Lejos de resistirse, me alzó en volandas y haciendo fuerza con sus grandes brazos me llevó hasta la encimera. Me sentó y, con ansia fiera, me arrancó los botones de la camisa haciendo que mis pechos se liberasen y las areolas pidieran a gritos su lengua. Víctor recorrió todos y cada uno de los poros de mi piel, humedeciendo mis pezones y endureciéndolos para jugar cariñosamente con ellos entre sus dientes. Después, agarró con fuerza mis glúteos y me acercó para sentir su erección, que aún estaba vestida por sus pantalones. Yo ya era aquellos manantiales de deseo que tanto había extrañado.
En pleno éxtasis, una sensación todavía más asombrosa se apoderó de mí: Víctor había desaparecido. De repente, mis brazos colgaban del aire y la excitación de mi vulva se ocultaba bajo el tanga. ¡Ni siquiera recordaba que me hubiera quitado los pantalones!
Todo estaba oscuro y hacía frío.
–Víctor, ¿dónde estás? –pregunté temblorosa en la oscuridad–. ¿Víctor? –susurré con miedo.
–Tienes una piel muy suave, Ana –dijo un Víctor invisible.
Di un respingo y tropecé del susto, dando con mi espalda sobre el torso desnudo de mi novio.
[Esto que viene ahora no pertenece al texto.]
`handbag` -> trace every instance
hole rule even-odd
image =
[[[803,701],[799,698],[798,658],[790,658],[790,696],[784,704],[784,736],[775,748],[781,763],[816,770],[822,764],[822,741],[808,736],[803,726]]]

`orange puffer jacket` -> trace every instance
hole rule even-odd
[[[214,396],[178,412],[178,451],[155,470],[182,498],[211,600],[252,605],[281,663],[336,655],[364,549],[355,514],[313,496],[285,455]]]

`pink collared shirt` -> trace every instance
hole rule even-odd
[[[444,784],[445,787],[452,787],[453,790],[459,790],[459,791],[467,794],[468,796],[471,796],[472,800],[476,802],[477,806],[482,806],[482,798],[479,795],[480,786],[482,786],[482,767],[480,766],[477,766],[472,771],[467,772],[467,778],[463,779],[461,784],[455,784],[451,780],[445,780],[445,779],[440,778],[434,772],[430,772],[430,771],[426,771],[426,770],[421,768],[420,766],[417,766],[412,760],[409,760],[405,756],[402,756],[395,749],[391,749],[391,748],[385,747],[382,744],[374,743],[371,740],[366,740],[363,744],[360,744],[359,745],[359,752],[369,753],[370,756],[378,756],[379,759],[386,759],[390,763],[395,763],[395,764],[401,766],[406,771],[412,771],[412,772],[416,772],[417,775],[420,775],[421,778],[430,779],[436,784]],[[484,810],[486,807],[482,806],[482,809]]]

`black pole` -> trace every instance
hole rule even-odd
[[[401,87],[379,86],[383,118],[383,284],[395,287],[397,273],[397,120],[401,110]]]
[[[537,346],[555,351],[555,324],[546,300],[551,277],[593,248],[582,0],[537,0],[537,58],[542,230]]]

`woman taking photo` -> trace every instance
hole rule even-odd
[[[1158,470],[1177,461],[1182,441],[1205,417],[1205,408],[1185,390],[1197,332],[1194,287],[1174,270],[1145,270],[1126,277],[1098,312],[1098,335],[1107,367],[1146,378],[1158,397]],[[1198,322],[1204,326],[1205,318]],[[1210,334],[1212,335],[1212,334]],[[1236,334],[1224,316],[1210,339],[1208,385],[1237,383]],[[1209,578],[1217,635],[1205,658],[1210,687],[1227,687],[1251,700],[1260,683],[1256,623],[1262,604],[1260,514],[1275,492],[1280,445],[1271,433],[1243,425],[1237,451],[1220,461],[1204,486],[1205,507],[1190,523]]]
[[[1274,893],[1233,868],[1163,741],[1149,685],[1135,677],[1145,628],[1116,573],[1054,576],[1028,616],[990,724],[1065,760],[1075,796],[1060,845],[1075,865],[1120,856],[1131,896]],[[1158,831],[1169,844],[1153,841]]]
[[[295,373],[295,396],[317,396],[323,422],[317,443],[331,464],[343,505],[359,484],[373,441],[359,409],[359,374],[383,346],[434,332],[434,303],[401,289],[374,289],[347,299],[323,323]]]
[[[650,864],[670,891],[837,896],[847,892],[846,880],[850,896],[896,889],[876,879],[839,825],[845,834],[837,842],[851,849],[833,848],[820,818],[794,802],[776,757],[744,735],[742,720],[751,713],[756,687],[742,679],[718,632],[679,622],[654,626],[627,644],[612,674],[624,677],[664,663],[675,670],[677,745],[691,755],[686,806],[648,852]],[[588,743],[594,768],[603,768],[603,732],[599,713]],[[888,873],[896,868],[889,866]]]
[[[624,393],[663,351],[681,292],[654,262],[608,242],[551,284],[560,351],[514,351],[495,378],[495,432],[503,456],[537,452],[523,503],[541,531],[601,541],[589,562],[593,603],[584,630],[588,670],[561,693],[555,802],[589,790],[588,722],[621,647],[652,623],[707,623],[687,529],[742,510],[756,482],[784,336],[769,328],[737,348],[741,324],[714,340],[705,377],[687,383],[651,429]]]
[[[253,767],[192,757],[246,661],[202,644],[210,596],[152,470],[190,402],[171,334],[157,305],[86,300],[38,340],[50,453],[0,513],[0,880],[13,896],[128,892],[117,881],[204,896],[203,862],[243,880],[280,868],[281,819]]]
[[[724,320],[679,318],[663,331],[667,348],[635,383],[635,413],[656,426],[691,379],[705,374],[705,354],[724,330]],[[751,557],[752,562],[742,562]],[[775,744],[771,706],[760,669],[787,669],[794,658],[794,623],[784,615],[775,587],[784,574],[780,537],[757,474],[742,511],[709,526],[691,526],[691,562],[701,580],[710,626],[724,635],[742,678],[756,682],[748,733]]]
–¿Qué hacías? –chillé aterrada–. ¿Dónde estabas? –inquirí, intentando controlar mis nervios, mientras él permanecía sereno.
–¿Te gustan? –me preguntó, señalando unas siluetas humanas sobre el sofá.
–Víctor, ¿quiénes son esas personas? –pregunté temblorosa.
Me cogió de la mano y, acariciando mi dedo índice, señaló una cara tras otra asignando nombres absurdos.
–Ella se llama Universitaria Pelirroja –dijo con voz inanimada, mientras la cara de la chica resplandecía en lascivia–. Él se llama Cuarentón Seductor, y ese es Chico de Barbas –prosiguió, al tiempo que se vislumbraban sus rostros.
–Víctor, tengo miedo. Eres mi novio y tienes que protegerme –supliqué.
Víctor separó mis muslos, les mostró mi vulva y comprobó que se encontraba anegada, ardiente.
–Míralos Ana, están deseosos de ti.
–¿Ellos? –pregunté con terror, mientras notaba una excitación desbordante con los dedos de Víctor acariciando mis labios.
–Sí, ellos. Quieren probar tu sexo. Beber de él, penetrarlo, saciarse.
–Pero yo no sé quiénes son…
–Cariño, ¿desde cuándo eso es un impedimento? –preguntó reflexivamente, como si supiera todo lo que había hecho a sus espaldas. Como si conociera a todas las personas con las que le había engañado… Como si siempre hubiera sabido que yo era una ninfómana.